[Fwd: Re: bge Ierr rate increase from 5.3R -> 6.1R]

Sat Dec 30 05:44:25 PST 2006

[cc changed from developers to net]

On Wed, 13 Dec 2006, Bruce Evans wrote:

> On Tue, 12 Dec 2006, Doug Barton wrote:
>
>> This guy's first message about this problem was very detailed, and he
>> seems highly motivated.
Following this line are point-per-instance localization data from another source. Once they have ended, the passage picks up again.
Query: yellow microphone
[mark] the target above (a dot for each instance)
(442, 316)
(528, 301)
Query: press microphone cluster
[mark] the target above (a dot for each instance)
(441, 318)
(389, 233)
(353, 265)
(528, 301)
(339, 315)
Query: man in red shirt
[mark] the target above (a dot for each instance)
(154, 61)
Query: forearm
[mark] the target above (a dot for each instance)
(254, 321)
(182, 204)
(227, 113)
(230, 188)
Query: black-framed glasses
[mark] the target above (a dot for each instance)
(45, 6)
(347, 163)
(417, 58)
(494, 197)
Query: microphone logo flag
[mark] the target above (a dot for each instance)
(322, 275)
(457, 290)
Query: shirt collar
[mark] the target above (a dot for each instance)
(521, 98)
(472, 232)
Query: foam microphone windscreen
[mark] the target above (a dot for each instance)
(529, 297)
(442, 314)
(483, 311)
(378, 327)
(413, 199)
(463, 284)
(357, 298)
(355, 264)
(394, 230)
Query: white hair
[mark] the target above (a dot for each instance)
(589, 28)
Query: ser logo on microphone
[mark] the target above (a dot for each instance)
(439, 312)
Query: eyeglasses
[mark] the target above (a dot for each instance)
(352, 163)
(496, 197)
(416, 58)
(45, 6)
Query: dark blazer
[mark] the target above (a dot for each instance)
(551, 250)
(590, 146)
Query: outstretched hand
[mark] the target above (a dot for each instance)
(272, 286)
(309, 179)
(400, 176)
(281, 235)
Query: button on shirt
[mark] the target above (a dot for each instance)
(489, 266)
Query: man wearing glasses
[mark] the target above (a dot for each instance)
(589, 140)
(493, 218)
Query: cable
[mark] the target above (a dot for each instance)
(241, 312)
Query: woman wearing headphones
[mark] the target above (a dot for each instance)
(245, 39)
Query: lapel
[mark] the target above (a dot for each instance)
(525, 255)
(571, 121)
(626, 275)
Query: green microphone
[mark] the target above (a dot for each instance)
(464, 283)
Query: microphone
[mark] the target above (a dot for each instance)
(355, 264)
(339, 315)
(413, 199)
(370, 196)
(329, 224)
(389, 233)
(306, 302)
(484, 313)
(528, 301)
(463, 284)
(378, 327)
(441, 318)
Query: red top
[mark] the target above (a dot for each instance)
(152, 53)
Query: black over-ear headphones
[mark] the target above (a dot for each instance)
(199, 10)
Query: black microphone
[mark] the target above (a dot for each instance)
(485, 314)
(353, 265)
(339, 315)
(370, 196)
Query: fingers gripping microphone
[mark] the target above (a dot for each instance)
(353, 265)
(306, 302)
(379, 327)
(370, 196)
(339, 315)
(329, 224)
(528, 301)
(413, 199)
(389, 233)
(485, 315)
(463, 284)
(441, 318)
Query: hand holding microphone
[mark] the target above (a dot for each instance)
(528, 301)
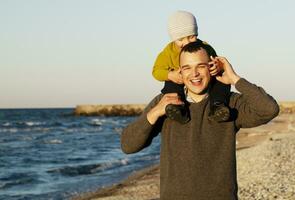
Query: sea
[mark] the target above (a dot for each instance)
(52, 154)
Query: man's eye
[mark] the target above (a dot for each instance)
(202, 66)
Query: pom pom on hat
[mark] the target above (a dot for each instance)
(182, 24)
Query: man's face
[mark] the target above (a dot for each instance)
(195, 71)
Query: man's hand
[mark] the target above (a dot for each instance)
(228, 76)
(175, 76)
(214, 66)
(159, 110)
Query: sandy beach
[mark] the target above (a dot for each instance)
(265, 164)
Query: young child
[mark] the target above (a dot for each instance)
(183, 29)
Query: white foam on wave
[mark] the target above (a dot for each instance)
(31, 123)
(8, 130)
(54, 141)
(98, 122)
(6, 124)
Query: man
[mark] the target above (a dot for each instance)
(198, 159)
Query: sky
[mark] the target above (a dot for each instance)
(61, 53)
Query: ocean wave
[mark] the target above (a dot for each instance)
(88, 169)
(16, 179)
(5, 124)
(8, 130)
(30, 123)
(96, 122)
(53, 141)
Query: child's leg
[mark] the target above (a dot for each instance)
(178, 113)
(219, 99)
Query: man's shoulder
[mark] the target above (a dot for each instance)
(154, 102)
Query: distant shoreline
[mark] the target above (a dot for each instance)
(145, 184)
(286, 107)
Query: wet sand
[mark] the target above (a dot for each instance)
(265, 162)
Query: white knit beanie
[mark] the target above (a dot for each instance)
(182, 24)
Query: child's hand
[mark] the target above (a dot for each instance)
(215, 66)
(175, 76)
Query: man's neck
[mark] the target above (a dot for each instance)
(197, 97)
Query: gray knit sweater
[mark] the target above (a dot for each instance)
(198, 159)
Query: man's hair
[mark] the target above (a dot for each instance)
(196, 46)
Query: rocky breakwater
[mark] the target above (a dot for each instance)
(136, 109)
(109, 110)
(287, 107)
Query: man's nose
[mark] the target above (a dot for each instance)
(196, 71)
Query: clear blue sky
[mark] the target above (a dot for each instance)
(60, 53)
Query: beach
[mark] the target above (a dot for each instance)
(265, 167)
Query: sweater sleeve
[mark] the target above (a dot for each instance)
(253, 107)
(140, 133)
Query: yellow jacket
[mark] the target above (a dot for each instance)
(168, 60)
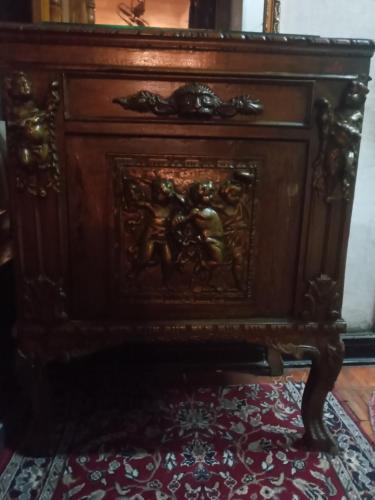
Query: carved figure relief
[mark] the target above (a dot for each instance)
(45, 300)
(189, 229)
(31, 133)
(194, 100)
(322, 300)
(340, 135)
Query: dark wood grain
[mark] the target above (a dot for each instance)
(212, 205)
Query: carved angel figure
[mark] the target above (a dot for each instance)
(154, 244)
(207, 225)
(31, 127)
(235, 216)
(340, 134)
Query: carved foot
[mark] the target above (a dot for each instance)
(326, 365)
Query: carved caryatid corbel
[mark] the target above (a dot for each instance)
(321, 300)
(31, 136)
(194, 100)
(340, 136)
(44, 300)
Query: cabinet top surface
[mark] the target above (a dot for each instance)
(108, 35)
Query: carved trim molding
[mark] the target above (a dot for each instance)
(321, 300)
(194, 100)
(271, 21)
(32, 137)
(340, 136)
(45, 300)
(147, 35)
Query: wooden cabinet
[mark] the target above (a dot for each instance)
(183, 187)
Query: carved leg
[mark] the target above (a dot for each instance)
(326, 365)
(36, 391)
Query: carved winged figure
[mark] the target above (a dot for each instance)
(340, 134)
(32, 132)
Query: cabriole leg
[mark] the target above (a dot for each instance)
(327, 360)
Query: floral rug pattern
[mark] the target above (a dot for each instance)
(234, 442)
(372, 411)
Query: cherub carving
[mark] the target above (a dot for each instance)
(207, 226)
(32, 130)
(154, 244)
(235, 216)
(340, 134)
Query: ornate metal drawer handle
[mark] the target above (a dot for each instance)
(194, 100)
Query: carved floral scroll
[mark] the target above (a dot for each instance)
(194, 100)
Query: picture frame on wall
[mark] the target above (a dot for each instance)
(224, 15)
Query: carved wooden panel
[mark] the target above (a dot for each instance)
(184, 228)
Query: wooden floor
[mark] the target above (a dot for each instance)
(354, 387)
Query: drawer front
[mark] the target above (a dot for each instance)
(262, 102)
(184, 228)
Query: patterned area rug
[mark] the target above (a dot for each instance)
(213, 443)
(372, 411)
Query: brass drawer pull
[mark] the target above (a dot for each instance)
(194, 100)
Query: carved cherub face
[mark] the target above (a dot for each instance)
(162, 190)
(20, 87)
(231, 192)
(196, 100)
(203, 192)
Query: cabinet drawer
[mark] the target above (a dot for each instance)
(260, 102)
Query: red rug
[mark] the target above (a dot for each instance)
(372, 411)
(211, 443)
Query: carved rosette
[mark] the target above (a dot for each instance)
(32, 137)
(44, 300)
(340, 135)
(321, 300)
(194, 100)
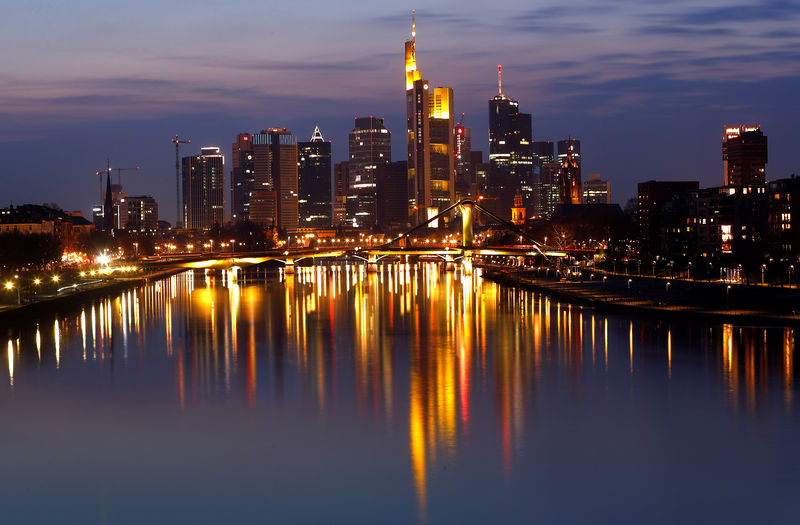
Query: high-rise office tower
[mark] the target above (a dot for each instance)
(596, 190)
(543, 203)
(571, 147)
(370, 145)
(510, 151)
(391, 180)
(242, 176)
(429, 127)
(341, 187)
(203, 189)
(465, 178)
(314, 172)
(274, 196)
(569, 179)
(141, 213)
(744, 150)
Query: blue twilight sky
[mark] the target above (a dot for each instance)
(645, 85)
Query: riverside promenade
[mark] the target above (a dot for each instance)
(715, 301)
(48, 304)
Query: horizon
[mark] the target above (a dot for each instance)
(669, 78)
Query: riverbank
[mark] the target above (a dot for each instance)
(653, 297)
(47, 305)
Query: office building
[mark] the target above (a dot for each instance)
(242, 176)
(275, 192)
(203, 189)
(341, 184)
(370, 144)
(596, 190)
(744, 152)
(141, 213)
(569, 177)
(543, 204)
(391, 180)
(430, 141)
(314, 172)
(652, 198)
(465, 178)
(510, 151)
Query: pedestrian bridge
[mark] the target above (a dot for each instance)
(398, 246)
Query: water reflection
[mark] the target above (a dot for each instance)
(409, 339)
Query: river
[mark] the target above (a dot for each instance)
(413, 395)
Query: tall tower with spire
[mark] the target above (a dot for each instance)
(510, 152)
(315, 181)
(430, 140)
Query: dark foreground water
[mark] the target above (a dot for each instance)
(413, 395)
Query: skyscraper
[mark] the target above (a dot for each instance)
(391, 181)
(569, 175)
(242, 176)
(596, 190)
(543, 203)
(431, 145)
(744, 151)
(370, 144)
(203, 189)
(314, 172)
(274, 196)
(571, 147)
(510, 151)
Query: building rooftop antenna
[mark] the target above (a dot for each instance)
(499, 79)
Anyone want to help him out?
>
> This might be because bge now actually reports error statistics correctly
> (so the larger counts are correct, or because the fixes in -current
> aren't all in RELENG_6 (so the larger and smaller counts may both be
> incorrect).

I now think that this is a bug in mii (brgphy_service()) introduced
or enlarged since FreeBSD-5.early.  Under loads that can be handled,
my 5701 often gets a small number of input errors every second, and
returning immediately from brgphy_service() fixes these.  bge uses the
same logic as most NIC drivers for mii_tick(), and this is bad for
interrupt latency, but the problem here seems to be mangling of packets
and unrelated to interrupt latency (high loads just usually give a
packet in flight for brgphy_service() to mangle?).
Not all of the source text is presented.